Michel Puech vous enseignez la philosophie à l’université Paris-Sorbonne et vous êtes l’auteur de Développement durable : un avenir à faire soi-même, paru aux éditions Le Pommier dans la collection Mélétè.
Quelle est votre définition du développement durable, quel rapport y a-t-il entre la philosophie et le développement durable, et pourquoi avoir ressenti le besoin d’écrire cet essai ?

J'essaie de m'exprimer lorsque j'ai quelque chose à dire, et pour ce livre c'était de l'ordre de l'exaspération : comment se fait-il que nous n'arrivions à rien avec de si grandes idées ? En effet, je suis convaincu que dans le « développement durable » comme mouvement d'idées, il y a les questions réelles et fondamentales que nous devons nous poser, dans la phase actuelle, non seulement de notre société mais de notre civilisation, et en fait de notre espèce. C'est donc très philosophique en soi. Mais le besoin de philosophie, comme analyse critique de la modernité, vient surtout du besoin de comprendre pourquoi notre manière de traiter ces bonnes questions ne fonctionne pas. Mon hypothèse est la suivante : cela ne marche pas parce que nous confondons les problèmes avec les solutions, nous continuons à fonctionner de la manière qui nous a conduit à cette situation « non-soutenable ».

Le développement durable n’est-il pas devenu au fil du temps un slogan commode permettant un
greenwashing à la fois mercantile et politique ? La notion de « développement durable » n’est-elle pas dès le départ biaisée par la confusion qui règne autour du terme, et cette confusion n’est-elle pas en réalité plus ou moins organisée par les « pouvoirs » ?

Exactement ! Le développement durable a été aspiré par la superficialité et le vide de sens qui caractérise l'idéologie soft de notre époque.
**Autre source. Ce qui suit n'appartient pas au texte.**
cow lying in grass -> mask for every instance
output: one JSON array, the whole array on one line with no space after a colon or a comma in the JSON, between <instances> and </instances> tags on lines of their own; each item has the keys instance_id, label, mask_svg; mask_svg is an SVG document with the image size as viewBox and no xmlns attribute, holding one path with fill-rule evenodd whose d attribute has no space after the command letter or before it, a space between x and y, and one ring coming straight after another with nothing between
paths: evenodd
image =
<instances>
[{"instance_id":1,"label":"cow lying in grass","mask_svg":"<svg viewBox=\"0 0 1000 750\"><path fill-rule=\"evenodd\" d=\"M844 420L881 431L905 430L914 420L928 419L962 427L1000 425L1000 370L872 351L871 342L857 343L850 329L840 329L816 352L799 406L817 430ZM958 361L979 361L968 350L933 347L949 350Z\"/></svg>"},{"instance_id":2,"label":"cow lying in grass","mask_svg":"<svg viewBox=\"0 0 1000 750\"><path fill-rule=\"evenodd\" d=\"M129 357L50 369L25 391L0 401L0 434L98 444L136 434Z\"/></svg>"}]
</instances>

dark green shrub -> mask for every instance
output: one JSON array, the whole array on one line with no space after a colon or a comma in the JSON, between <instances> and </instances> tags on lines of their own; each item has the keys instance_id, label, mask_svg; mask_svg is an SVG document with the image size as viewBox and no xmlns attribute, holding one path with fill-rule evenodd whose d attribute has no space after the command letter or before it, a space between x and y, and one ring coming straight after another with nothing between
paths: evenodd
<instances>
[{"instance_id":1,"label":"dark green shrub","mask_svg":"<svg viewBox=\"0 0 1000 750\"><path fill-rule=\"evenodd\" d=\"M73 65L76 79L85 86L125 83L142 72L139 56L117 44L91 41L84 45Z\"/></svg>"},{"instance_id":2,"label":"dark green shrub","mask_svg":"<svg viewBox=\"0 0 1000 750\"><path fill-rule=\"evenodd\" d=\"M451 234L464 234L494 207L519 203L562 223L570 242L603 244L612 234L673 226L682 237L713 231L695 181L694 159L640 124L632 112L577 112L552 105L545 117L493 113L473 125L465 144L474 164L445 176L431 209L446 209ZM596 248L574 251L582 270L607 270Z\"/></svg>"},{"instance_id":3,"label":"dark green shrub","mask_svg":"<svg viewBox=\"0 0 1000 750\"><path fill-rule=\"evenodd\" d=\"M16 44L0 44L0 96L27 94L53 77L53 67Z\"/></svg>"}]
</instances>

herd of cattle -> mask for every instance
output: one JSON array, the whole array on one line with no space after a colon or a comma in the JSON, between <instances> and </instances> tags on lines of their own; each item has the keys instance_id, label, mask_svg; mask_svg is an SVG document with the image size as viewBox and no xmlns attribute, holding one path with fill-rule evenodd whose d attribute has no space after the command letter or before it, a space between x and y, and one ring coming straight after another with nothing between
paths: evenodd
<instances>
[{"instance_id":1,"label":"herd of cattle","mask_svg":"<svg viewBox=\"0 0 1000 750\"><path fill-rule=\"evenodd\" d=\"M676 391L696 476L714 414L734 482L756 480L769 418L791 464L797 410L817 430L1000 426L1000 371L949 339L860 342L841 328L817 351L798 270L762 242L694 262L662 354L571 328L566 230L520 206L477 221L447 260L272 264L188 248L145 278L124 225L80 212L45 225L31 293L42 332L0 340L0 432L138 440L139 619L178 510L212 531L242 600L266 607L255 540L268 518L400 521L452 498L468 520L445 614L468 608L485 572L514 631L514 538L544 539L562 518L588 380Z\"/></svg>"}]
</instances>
Il se décrédibilise à une telle vitesse que la notion est peut-être condamnée, en tout cas je préfère dès maintenant parler de «soutenable» que de « développement durable » pour éviter justement cet effet de greenwashing, de politiquement correct vide de sens.
Qu'il y ait manipulation derrière ce phénomène, oui, bien sûr. Mais ne tombons pas une théorie du complot impliquant les « pouvoirs ». Les pouvoirs, politiques et économiques, mais aussi et surtout les institutions (politiques et économiques aussi), utilisent à leur profit l'extraordinaire confusion des idées dont nous sommes tous responsables, autour du développement durable. Le statu quo actuel, grands discours et aucun changement réel, semble convenir à tout le monde, nous n'avons pas besoin d'être manipulés pour être irresponsables...

Vous avancez que le sophisme de l’urgence (climatique, environnementale, voire sociale) nous éloigne des bonnes questions ? Est-ce à dire qu’il n’y a pas d’urgence face aux bouleversements qui nous menacent ?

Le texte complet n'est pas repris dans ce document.